More Kentucky students are being encouraged to enroll in college, showing up prepared and graduating, but the state still doesn't do enough to make college affordable, according to a new national report.Bluegrass Institute free-market guy, David Adams, writing at Kentucky Progress, provides helpful lessons to the non-rich on how to be poor. For some reason, it reminded me of Marie-Antoinette, the Queen consort of Louis XVI, (late 18th century) who is said to have quipped, "Qu'ils mangent de la brioche," when told told that the French populace had no bread to eat. It translates to, "Let them eat cake."
The independent report on American higher education flunks all but one state when it comes to affordability — an embarrassing verdict that is unlikely to improve as the economy contracts.
The biennial study by the National Center for Public Policy and Higher Education, which evaluates how well higher education is serving the public, handed out F's for affordability to 49 states, including Kentucky, up from 43 two years ago. Only California received a passing grade in the category, a C, thanks to its relatively inexpensive community colleges.
The story gets slightly better treatment at the hands of BGI analyist Richard Innes who reluctantly acknowledges,
"Measuring Up does indicate that Kentucky is making some progress relative to the rest of the country in some areas..."Alert the media! But he laments that the quality of higher education in America is a "low target."
The report notes:
- Kentucky has hoisted itself up to or above the national average in several key areas.
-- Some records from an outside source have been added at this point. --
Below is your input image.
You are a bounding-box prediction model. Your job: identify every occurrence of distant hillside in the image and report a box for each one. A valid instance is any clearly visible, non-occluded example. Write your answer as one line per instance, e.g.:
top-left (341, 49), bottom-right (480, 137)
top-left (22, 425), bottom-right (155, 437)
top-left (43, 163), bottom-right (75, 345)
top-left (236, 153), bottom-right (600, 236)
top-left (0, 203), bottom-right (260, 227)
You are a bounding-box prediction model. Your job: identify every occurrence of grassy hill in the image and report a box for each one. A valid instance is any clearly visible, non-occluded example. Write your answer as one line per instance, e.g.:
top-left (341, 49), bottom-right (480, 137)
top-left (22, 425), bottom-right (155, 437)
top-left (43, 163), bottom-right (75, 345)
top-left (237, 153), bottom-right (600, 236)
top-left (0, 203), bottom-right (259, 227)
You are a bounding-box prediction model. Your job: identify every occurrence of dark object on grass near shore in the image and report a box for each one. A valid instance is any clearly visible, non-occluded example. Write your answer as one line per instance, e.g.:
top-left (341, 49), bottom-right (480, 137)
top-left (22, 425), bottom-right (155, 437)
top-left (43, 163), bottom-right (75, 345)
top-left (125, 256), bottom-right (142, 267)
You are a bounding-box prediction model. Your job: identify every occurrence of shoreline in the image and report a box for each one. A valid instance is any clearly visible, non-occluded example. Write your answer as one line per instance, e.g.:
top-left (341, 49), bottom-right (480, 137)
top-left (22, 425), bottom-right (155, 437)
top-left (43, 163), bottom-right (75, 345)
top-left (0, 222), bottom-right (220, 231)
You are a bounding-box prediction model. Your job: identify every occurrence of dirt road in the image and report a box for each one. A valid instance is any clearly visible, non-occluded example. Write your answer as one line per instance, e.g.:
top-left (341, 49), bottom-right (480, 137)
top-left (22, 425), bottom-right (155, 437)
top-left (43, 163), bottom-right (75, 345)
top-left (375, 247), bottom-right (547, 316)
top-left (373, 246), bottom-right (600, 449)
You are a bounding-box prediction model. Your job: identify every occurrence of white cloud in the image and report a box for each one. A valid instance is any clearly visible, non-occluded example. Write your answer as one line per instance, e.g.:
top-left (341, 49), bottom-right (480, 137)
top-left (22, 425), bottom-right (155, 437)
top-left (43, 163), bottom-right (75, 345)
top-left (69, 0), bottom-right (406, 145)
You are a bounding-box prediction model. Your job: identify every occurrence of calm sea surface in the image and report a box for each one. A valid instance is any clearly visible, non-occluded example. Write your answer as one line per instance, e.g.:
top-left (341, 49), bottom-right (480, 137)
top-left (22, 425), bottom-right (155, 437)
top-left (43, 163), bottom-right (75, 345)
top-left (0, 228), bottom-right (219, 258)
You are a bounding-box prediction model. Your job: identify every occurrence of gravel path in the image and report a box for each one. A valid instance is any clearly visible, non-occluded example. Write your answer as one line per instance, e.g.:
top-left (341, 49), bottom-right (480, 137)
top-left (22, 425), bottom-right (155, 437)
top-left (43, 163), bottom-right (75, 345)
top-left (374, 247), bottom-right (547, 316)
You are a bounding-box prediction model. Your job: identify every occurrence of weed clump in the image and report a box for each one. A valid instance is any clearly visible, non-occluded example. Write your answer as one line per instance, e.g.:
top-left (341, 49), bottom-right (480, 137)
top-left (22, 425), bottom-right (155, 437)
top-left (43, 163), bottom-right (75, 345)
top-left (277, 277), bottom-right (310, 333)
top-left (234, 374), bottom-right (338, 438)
- Kentucky reached the national average in getting young adults into college, with 35 percent of 18- to-24-year-olds entering a college, university or technical school.
- The number of Kentucky students completing their degrees in relation to total enrollment also soared from near the bottom in the early 1990s to match the top-performing states.
- Forty-seven percent of Kentucky college students now complete a bachelor's degree within six years.
- Richard Crofts, the interim president of Kentucky's Council on Postsecondary Education. credits KERA for many of the improvements reflected in the report, such as greater success with low-income students in math and science.
- Kentucky is more generous with financial aid across all income levels than most states, ranking third in the nation with $1,098 per student.
- Kentucky ranks 9th in need-based grant aid per student with $542, according to figures from the National Association of State Student Grant and Aid Programs annual survey.
Then former North Carolina Gov. Jim Hunt accurately observed, "Our nation and our states can do better... Family wealth and income, race and ethnicity and geography play too great a role in determining which Americans receive a high school education that prepares them for college, which ones enroll in college, and which ones complete certificate or degree programs."